LAS DOS últimas semanas habían sido de gran inquietud. Para mí era obvio que tenía síntomas asociados con el cáncer de mama. No había obtenido un diagnóstico médico porque siempre que había recurrido a Dios por medio de la oración me había sanado, aún en situaciones muy graves. En esta ocasión, inmovilizada por el temor, primero oré para tranquilizarme y simplemente poder “empezar” a orar.
Una tarde estaba sentada en el cuarto donde acostumbro orar, leyendo Escritos Misceláneos por Mary Baker Eddy. Mis ojos recorrían las palabras, que eran buenas, tranquilizadoras y sanadoras, pero el temor me inquietaba mucho, estaba aterrada.

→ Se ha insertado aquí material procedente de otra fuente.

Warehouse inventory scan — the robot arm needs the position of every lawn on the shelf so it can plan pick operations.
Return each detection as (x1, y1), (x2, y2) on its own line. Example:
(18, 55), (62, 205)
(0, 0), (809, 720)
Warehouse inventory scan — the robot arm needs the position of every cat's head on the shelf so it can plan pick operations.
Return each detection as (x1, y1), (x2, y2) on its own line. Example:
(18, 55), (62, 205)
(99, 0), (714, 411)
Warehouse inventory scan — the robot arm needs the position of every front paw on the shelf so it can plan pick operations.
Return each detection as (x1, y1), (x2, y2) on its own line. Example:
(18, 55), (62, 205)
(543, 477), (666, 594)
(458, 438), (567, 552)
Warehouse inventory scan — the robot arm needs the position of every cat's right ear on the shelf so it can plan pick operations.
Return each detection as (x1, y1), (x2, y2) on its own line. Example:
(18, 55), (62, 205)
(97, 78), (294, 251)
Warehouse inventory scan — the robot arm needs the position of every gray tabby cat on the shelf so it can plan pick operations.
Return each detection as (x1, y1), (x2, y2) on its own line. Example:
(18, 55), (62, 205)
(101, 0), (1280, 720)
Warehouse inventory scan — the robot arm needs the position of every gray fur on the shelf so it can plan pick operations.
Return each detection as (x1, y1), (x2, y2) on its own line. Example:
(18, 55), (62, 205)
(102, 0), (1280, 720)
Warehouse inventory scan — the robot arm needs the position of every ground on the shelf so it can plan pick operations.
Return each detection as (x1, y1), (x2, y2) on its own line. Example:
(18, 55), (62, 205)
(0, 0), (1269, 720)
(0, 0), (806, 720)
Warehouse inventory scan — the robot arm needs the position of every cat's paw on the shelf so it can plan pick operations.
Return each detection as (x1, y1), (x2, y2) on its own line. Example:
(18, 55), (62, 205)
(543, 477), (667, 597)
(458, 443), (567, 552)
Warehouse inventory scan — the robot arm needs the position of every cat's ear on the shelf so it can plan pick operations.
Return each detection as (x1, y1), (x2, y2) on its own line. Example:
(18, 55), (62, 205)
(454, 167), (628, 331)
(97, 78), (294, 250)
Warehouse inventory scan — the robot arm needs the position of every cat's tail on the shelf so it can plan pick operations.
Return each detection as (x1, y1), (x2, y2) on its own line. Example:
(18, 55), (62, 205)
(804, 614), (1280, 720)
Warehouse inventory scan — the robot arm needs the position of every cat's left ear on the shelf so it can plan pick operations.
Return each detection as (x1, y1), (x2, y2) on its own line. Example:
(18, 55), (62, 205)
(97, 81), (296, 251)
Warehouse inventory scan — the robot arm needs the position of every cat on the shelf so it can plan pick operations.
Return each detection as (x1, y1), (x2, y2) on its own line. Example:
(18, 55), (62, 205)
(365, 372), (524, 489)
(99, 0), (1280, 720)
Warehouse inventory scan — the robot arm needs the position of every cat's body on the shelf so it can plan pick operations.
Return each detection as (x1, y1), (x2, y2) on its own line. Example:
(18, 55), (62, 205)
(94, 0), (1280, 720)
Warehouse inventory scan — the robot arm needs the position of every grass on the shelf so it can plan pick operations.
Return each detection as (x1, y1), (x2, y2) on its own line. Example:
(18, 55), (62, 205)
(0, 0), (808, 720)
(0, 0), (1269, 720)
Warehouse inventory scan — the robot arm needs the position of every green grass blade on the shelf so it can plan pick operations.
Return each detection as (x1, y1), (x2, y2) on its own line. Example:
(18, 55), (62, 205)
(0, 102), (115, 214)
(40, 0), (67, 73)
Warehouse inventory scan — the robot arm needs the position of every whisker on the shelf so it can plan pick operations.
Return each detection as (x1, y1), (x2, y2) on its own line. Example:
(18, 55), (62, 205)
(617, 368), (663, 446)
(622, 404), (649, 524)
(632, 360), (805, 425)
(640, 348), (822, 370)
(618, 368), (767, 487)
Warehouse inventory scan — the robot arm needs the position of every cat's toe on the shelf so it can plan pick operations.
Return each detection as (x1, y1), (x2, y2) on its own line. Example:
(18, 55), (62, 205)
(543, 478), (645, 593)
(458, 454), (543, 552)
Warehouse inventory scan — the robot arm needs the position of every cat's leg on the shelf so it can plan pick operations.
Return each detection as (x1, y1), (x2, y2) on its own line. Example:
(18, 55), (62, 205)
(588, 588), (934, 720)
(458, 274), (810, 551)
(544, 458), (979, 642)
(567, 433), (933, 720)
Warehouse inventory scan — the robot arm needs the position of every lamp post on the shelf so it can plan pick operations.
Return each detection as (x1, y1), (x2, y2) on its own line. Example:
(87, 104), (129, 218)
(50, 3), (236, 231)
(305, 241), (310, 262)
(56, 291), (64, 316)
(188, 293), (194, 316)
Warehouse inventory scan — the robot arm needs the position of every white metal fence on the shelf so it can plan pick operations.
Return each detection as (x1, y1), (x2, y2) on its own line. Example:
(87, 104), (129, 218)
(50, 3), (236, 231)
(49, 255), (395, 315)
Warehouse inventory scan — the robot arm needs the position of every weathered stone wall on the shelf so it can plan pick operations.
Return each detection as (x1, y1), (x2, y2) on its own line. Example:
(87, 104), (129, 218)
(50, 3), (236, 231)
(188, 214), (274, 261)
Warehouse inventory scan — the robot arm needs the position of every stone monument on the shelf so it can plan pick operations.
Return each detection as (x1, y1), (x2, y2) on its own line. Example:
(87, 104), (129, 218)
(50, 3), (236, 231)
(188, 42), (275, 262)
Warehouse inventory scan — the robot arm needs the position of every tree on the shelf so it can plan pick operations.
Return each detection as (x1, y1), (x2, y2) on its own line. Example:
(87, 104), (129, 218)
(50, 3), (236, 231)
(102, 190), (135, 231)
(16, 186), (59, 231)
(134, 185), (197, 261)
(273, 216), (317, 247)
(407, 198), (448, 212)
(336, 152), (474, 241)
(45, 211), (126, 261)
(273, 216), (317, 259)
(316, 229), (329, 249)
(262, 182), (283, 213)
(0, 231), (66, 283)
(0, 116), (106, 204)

Entonces algo, de manera suave pero imperativa, llamó mi atención; era como un susurro: “¿Por qué no te arrodillas y oras?” Deseché la idea y continué leyendo, pero el susurro vino de nuevo: “¿Por qué no te arrodillas y oras?”
Después de resistirla varias veces, pensé: “Está bien”. Cerré el libro, me incliné y oré de todo corazón. “Padre, ayúdame”, supliqué, “¡siento como si necesitara diez abogados!”